Saint Gabriel Lalemant (October 3, 1610, Paris, France – March 17, 1649, Saint Ignace, Ontario) was a Jesuit missionary in New France beginning in 1646. Caught up in warfare between the Huron and nations of the Iroquois Confederacy, he was killed in St. Ignace by Mohawk warriors and is one of the eight Canadian Martyrs.
==Life==
Gabriel Lalemant was born in Paris, October 31, 1610, the son of a French jurist and his wife.〔 He was the third of six children, five of whom entered religious life. Two of Gabriel's uncles served the Jesuits in New France: Charles Lalemant as the first Superior of the Jesuit missions in Canada, and Jérôme Lalemant as the Vicar-General of Quebec.
In 1630 Lalemant joined the Jesuits, and in 1632 he took the vow to devote himself to foreign missions. He taught at the Collège in Moulins from 1632 to 1635. He was at Bourges from 1635 to 1639 studying theology〔 and was ordained there in 1638. He taught at three different schools, being professor of philosophy at Moulins. In September 1646 he arrived in Quebec, where his uncle Jérôme Lalemant was head of the Canadian mission.〔(MacDougall, Angus. "Gabriel Lalemont" ), Wyandot official website〕
Little is known about Lalemant's stay in Quebec. Father Bressani, a fellow missionary in New France, referred to him as a man of extremely frail constitution. For the first two years Gabriel worked in and around Quebec and the trading center of Trois Rivières (Three Rivers). In September 1648 he was sent to Wendake, the land of the Wyandot (Huron), as an assistant to Father Jean de Brébeuf,〔(Campbell, Thomas. "Gabriel Lalemant." ''The Catholic Encyclopedia.'' Vol. 8. New York: Robert Appleton Company, 1910. 10 Jun. 2014 )〕 and posted to the mission at Sainte-Marie among the Hurons. In February 1649 he replaced Noël Chabanel at the mission of Saint Louis.

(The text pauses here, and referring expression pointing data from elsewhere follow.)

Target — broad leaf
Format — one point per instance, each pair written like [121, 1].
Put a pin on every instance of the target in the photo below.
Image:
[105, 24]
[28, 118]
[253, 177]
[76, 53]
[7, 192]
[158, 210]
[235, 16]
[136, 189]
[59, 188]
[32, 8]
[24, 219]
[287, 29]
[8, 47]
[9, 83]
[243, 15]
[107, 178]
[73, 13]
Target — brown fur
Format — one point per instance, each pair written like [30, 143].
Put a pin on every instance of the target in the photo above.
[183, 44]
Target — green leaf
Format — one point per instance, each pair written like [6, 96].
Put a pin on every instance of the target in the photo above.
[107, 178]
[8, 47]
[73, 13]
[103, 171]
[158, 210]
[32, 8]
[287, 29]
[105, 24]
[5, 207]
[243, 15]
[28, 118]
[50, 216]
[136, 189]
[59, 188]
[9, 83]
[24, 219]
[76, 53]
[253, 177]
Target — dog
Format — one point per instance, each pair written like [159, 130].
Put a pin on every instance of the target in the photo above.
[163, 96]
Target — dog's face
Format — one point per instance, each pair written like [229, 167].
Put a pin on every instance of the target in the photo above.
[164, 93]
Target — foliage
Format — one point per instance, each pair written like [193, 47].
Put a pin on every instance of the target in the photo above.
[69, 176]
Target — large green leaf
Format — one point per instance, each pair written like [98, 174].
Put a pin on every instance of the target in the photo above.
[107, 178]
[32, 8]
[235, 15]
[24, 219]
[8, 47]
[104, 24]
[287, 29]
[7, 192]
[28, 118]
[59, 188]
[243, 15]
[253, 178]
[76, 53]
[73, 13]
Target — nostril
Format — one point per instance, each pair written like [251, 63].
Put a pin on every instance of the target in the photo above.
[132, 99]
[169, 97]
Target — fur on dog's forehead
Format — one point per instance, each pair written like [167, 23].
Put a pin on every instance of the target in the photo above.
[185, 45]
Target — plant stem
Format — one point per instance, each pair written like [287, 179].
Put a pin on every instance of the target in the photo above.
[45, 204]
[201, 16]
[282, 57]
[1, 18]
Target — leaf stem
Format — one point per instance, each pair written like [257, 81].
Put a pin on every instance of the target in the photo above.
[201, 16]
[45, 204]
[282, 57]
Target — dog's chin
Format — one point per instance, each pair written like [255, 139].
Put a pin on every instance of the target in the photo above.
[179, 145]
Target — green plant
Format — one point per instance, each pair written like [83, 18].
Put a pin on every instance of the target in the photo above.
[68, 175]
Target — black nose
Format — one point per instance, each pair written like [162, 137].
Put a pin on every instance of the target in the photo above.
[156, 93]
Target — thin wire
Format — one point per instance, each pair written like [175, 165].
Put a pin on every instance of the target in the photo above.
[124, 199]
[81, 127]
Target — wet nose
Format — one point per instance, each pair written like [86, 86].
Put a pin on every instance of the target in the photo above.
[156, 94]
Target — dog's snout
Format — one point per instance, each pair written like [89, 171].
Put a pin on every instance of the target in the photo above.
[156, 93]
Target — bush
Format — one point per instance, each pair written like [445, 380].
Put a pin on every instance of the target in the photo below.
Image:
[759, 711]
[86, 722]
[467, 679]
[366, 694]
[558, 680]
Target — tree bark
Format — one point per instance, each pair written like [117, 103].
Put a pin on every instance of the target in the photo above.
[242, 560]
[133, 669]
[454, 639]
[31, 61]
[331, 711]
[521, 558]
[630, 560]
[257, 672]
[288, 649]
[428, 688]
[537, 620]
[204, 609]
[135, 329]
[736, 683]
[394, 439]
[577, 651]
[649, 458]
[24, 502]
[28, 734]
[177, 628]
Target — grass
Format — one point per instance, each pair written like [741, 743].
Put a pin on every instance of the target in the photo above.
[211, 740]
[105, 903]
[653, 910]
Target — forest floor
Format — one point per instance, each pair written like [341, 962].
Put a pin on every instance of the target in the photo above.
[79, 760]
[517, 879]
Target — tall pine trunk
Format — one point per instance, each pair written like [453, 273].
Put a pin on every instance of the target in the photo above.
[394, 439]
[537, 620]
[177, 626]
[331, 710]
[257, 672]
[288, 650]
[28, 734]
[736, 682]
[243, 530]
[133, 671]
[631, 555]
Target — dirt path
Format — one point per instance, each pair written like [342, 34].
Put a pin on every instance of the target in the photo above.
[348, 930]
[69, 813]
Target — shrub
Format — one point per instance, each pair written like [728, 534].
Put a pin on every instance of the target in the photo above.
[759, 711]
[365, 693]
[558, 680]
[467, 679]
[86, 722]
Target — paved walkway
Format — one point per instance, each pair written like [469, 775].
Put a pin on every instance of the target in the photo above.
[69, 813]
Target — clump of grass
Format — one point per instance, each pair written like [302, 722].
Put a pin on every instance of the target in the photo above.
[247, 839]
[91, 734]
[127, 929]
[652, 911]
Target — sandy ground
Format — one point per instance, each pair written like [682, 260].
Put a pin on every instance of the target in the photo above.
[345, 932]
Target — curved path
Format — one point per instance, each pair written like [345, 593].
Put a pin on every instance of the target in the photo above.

In March 1649, while most of the Huron warriors were away, 1,200 Iroquois attacked the settlement of Saint Ignace. A few survivors escaped to warn the village of St. Louis. Its eighty warriors fought to delay the attackers, trying to enable the elderly, women, and children to flee. Lalemant and Brébeuf remained with the warriors and were captured and taken to the nearby mission at Saint Ignace. There both were tortured before being killed on March 17, 1649.
After the withdrawal of the Iroquois war party from the area on March 19, seven Frenchmen went to St. Ignace to retrieve the bodies of the Jesuits and Huron. They returned them to Sainte-Marie where they were buried.〔
Lalemant was canonized by Pope Pius XI on June 29, 1930. 〔(Léon Pouliot, "LALEMANT, GABRIEL", ''Dictionary of Canadian Biography'', vol. 1, University of Toronto/Université Laval, 2003, accessed June 10, 2014 )〕
His surname may be spelled either Lallemant or Lalemant by different references.